Medio siglo después, «Titita» es una chef reconocida en el mundo, embajadora del sazón mexicano, y promotora de costumbres relacionadas con la gastronomía. La clave de su éxito siguen siendo las mujeres, las «mayoras», que dominan las complejas fórmulas del mole, la salsa negra del piloncillo, y el secreto de las tortitas. El Bajío acaba de llegar a Madrid, primera sucursal de la marca en Europa, y merecía una visita.
El Bajío se ha instalado en el número 10 de la calle de El Españoleto, y en un local amplio que en su parte superior tiene la estructura de un patio o plaza mexicana y en el piso inferior tres salones decorados con soles entre paredes de ladrillo de galleta. Dos barras, una arriba y otra abajo, ya advierten que las horas entre la comida y la cena se pueden pasar entre margaritas, micheladas o tequilas. La sala está muy bien atendida por profesionales con experiencia, que uno recuerda haber visto y pareciado en otros restaurantes. La primera división que conviene hacer cuando se trata de comer fuera es entre aquellos lugares donde te atienden bien y el resto. En este baremo, El Bajió se encuentra en zona de excelencia, con Yolanda como capitana, y un estilo de cordialidad bien medida y rápida eficacia.
La carta tiene apuntes de toda la cocina mexicana, compleja y siempre inabarcable. En términos gastronómicos México es un continente de una extraordinaria diversidad, con algunos, muy pocos, elementos comunes entre un estado y otro. Es además una cocina antiquísima que ha ido incorporando aportaciones hasta convertirse en la expresión del mestizaje, que es la gran aportación de México a la humanidad. Entre los platos con los que El Bajío se presenta en Madrid hay ceviches y aguachiles, tacos, sopes y moles. Lo primero que ponen en la mesa es un guacamole tradicional y un chicharrón de panceta suculento y delicioso. Para seguir con uinos panuchos yucatecos, que consisten en una carne de cerdo cocida con achiote y jugo de naranja. El achiote, esa planta precolombina que era considerada sagrada, le da a la carne ese color rojo intenso. La naranja acentúa el dulzor de la carne, melosa y cítrica.

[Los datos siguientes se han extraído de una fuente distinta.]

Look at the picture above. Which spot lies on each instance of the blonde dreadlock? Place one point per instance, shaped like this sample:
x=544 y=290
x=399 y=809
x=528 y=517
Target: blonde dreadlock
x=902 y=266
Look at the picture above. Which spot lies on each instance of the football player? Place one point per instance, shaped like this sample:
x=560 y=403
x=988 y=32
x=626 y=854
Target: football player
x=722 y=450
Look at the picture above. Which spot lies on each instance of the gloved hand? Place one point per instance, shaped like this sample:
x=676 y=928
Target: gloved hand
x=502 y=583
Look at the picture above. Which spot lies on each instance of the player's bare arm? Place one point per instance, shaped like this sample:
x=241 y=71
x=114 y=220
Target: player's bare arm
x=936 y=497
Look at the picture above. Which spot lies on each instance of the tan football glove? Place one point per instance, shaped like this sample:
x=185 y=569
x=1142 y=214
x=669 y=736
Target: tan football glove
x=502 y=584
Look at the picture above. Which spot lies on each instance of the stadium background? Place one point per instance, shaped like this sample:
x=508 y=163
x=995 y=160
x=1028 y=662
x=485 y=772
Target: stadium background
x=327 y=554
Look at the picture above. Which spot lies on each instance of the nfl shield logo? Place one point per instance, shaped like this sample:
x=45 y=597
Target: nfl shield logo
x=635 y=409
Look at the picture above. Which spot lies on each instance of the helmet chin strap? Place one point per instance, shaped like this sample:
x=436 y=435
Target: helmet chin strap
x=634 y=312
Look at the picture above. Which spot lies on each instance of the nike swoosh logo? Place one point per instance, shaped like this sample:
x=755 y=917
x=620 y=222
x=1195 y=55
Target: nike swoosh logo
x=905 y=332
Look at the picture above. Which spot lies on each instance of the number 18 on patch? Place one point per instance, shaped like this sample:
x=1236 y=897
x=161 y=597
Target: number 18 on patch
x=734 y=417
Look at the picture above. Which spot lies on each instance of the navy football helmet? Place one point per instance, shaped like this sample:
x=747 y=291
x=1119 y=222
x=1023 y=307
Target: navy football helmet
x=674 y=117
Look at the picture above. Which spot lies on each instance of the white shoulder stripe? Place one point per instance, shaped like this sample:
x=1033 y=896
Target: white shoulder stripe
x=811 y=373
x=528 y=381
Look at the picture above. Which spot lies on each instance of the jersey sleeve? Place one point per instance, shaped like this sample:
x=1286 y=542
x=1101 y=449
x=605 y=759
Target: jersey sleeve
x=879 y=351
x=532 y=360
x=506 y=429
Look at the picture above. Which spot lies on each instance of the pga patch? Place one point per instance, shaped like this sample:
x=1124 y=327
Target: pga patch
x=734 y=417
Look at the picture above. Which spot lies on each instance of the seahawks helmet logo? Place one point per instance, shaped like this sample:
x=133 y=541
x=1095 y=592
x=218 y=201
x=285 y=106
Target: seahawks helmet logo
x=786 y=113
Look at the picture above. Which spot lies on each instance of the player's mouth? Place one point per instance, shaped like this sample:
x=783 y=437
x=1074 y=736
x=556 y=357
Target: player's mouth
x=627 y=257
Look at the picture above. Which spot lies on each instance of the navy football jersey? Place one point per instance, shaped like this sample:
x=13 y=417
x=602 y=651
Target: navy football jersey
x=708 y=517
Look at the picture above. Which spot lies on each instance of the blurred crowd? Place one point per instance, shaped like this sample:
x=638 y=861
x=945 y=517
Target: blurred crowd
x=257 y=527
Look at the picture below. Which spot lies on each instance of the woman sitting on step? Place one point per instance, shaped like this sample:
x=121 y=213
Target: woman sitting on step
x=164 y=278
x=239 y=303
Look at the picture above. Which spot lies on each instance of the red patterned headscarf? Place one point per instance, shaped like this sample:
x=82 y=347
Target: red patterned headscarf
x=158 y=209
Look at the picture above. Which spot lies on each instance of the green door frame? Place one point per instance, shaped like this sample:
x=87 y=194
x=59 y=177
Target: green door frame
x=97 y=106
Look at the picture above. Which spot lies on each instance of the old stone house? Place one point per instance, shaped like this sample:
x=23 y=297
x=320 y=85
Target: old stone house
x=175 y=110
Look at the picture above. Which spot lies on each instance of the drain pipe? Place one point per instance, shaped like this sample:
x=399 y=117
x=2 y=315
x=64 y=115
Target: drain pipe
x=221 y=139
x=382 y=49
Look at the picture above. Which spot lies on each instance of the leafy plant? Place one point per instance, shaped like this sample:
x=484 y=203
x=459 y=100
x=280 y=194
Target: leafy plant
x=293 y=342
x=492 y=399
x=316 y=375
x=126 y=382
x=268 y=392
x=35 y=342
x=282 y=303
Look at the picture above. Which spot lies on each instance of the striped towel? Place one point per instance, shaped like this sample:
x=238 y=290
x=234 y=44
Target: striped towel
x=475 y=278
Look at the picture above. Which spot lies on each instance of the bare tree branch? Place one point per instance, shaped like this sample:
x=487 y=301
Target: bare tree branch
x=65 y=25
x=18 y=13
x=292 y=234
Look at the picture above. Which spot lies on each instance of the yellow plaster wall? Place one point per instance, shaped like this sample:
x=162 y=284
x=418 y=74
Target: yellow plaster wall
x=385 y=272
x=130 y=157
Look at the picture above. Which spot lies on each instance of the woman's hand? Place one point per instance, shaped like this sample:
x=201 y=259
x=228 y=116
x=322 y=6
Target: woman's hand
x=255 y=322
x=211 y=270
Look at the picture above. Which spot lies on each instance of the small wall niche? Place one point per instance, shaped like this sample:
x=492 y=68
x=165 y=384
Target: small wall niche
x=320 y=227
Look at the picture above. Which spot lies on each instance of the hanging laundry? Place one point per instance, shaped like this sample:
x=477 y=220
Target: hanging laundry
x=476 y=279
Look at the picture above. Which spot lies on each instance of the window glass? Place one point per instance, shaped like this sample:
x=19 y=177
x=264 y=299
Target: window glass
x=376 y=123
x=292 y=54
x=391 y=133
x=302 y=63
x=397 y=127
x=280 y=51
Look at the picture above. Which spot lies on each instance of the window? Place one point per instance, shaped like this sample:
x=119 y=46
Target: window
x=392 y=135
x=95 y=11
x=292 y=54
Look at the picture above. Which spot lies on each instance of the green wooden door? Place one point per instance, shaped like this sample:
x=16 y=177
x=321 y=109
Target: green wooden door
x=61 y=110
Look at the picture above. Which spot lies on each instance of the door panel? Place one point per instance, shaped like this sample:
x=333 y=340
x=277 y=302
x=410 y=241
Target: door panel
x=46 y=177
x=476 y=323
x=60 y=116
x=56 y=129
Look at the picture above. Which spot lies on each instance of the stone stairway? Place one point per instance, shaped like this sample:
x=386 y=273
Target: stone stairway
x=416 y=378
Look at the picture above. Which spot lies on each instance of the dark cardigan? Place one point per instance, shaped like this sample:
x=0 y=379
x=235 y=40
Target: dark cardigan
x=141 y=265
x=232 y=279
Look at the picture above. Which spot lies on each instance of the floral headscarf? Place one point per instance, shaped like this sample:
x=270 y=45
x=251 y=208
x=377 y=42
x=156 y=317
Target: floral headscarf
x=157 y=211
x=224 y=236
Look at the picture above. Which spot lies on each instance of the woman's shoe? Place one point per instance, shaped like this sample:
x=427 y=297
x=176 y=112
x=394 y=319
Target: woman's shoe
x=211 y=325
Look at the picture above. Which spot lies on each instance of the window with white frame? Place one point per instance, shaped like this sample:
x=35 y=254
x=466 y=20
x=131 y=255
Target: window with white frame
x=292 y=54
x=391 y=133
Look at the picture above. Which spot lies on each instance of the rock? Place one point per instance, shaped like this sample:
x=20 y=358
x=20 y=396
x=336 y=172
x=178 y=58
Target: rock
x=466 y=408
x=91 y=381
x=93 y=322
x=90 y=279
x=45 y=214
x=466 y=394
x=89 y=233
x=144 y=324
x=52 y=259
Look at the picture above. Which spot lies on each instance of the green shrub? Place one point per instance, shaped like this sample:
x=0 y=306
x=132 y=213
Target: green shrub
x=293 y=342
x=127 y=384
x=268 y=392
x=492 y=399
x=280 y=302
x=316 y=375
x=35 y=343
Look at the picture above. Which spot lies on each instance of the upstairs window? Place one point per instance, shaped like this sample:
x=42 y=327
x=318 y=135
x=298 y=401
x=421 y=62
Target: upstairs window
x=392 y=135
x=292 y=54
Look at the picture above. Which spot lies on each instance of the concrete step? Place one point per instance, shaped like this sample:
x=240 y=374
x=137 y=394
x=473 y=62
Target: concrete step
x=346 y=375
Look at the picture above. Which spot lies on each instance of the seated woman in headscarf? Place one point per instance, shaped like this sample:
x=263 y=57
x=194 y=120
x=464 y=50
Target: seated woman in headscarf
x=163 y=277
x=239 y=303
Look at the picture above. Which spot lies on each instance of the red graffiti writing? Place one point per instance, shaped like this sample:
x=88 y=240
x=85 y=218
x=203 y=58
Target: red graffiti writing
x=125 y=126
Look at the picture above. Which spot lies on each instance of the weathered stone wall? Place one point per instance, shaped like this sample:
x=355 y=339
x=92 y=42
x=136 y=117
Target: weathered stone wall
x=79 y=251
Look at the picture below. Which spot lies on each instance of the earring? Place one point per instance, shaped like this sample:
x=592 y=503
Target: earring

Hay entre los platos una verdadera declinación de la casquería y los productos de la carne que hoy se consideran marginales: manitas de cerdo en escabeche, tacos de rabo de toro, lengua a la veracruzana. Pero también tacos de langostino y huarache de solomillo, o cordero en salsa de barbacoa. Entre los pescados, el rape a la veracruzana o la Lubiana a la talla, que llegó a la mesa con chile guajillo y especias, con la carne del pez jugosa, como empapada de esencia marina y del chile. El guajillo es un pimiento que se utiliza seco, que aporta un sabor exquisito a los guisos. En El Bajío pueden entrar con confianza aquellos que rechazan el picante, y con seguridad los que lo adoran. En la sala sabrán graduar su tolerancia al masoquismo de los chiles.
En los postres brilló un pastel de elote, que convierte en un dulce bizcocho el maíz tierno. Uno se resistió a la entrada del dulce por estos días de enero, tan empalagosos, pero probada la primera esquina del compuesto, lo demás fue ir mordiendo hasta terminar un pastel muy interesante: la textura y la forma de los granos de maíz se sienten en la boca, y tienes la sensación de estar tomando una mazorca de tierra indígena convertida en un pastel de fiesta tradicional.